← Back to app

PTT Public API

Version 1.0.0

REST API for managing PTT rooms, streaming event logs, and injecting server-side broadcasts into live channels. Base URL: https://ptt.606.co.il/api/public/v1

צריך מפתח API?

הירשם או התחבר כדי ליצור ולנהל מפתחות מתוך הממשק.

צור מפתח API

Authentication

Send your API key in the x-api-key header. Keys are prefixed ptt_… and have one or more scopes: read, write, admin.

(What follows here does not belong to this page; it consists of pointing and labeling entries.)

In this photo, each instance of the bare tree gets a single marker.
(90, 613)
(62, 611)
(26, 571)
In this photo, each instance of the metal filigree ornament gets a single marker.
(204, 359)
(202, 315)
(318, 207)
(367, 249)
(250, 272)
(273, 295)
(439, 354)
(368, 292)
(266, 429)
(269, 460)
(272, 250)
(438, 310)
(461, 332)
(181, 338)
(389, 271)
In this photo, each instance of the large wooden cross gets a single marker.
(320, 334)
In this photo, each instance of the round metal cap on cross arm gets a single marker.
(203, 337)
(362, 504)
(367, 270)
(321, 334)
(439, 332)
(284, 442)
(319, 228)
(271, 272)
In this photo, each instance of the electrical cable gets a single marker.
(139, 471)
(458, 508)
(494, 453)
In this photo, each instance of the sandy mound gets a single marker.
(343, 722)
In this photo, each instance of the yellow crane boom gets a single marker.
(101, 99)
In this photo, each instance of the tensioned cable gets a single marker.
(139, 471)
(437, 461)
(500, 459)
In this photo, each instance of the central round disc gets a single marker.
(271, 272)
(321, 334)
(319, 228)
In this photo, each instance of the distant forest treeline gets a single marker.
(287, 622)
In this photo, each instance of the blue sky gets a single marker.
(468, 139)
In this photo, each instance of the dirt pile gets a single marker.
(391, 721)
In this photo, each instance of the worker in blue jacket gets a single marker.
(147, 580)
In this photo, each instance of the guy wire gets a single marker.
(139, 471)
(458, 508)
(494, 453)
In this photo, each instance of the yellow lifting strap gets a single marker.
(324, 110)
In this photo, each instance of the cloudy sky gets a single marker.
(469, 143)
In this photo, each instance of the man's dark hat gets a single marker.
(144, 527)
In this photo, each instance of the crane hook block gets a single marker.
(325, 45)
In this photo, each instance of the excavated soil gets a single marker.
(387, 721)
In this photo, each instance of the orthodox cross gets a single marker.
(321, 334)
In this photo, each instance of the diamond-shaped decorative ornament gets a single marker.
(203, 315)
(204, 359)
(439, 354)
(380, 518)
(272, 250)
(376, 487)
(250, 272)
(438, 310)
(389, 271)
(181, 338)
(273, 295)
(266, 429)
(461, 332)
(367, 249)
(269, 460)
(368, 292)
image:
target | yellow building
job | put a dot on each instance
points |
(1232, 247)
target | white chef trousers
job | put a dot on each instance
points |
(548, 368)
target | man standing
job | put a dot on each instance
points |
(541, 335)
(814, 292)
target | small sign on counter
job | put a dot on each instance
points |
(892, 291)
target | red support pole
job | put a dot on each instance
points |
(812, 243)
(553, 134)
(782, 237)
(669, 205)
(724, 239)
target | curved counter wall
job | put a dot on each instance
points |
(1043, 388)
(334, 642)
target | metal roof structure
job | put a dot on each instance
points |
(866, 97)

curl -H "x-api-key: ptt_xxxxxxxxxxxxxxxxxxxxxxx" \
  https://ptt.606.co.il/api/public/v1/rooms

Getting an API key

Sign up or log in to the developers area. The first user to register becomes the super admin and approves new developers. Once approved, generate keys directly from the UI — the raw secret is shown once and cannot be retrieved later.

Endpoints

GET/api/public/v1/healthpublic

Liveness check + database latency.

GET/api/public/v1public

Self-describing endpoint index.

Rooms

GET/roomspublic

List active rooms. Query: ?limit=50&include_inactive=1

POST/roomswrite

Create a new room.

{
  "slug": "team-alpha",
  "name": "Team Alpha",
  "description": "internal channel",
  "max_users": 8
}
GET/rooms/:slugpublic

Room details, event count (24h), and estimated active peers.

PATCH/rooms/:slugwrite

Update room name, description, max_users, or is_active.

DELETE/rooms/:slugadmin

Soft-delete: marks the room inactive.

Events

GET/rooms/:slug/eventspublic

Latest events. Query: ?limit=50&since=ISO&type=talk_start

POST/rooms/:slug/eventspublic

Log an event (used by the web client).

{
  "event_type": "join" | "leave" | "talk_start" | "talk_stop" | "broadcast" | "system",
  "peer_id": "abc123",
  "peer_name": "Alice",
  "payload": { "any": "json" }
}
POST/rooms/:slug/broadcastwrite

Inject a server-side message into the room. Persists an event AND sends a live Realtime broadcast (event: api:broadcast).

{ "message": "Server restart in 5 minutes", "from": "ops" }

API Keys

GET/keysadmin

List keys (raw secrets are never returned).

POST/keysadmin / bootstrap

Create a new API key. Raw secret returned once.

{ "name": "ops-bot", "scopes": ["write","read"] }
DELETE/keys/:idadmin

Revoke a key.

Errors

All errors return JSON of the form:

{ "error": { "code": "invalid_api_key", "message": "...", "details": ... } }

Common codes: missing_api_key, invalid_api_key, insufficient_scope, not_found, validation_failed, slug_taken, room_inactive, db_error, internal_error.

CORS

All endpoints accept cross-origin requests (Access-Control-Allow-Origin: *) and respond to OPTIONS preflights.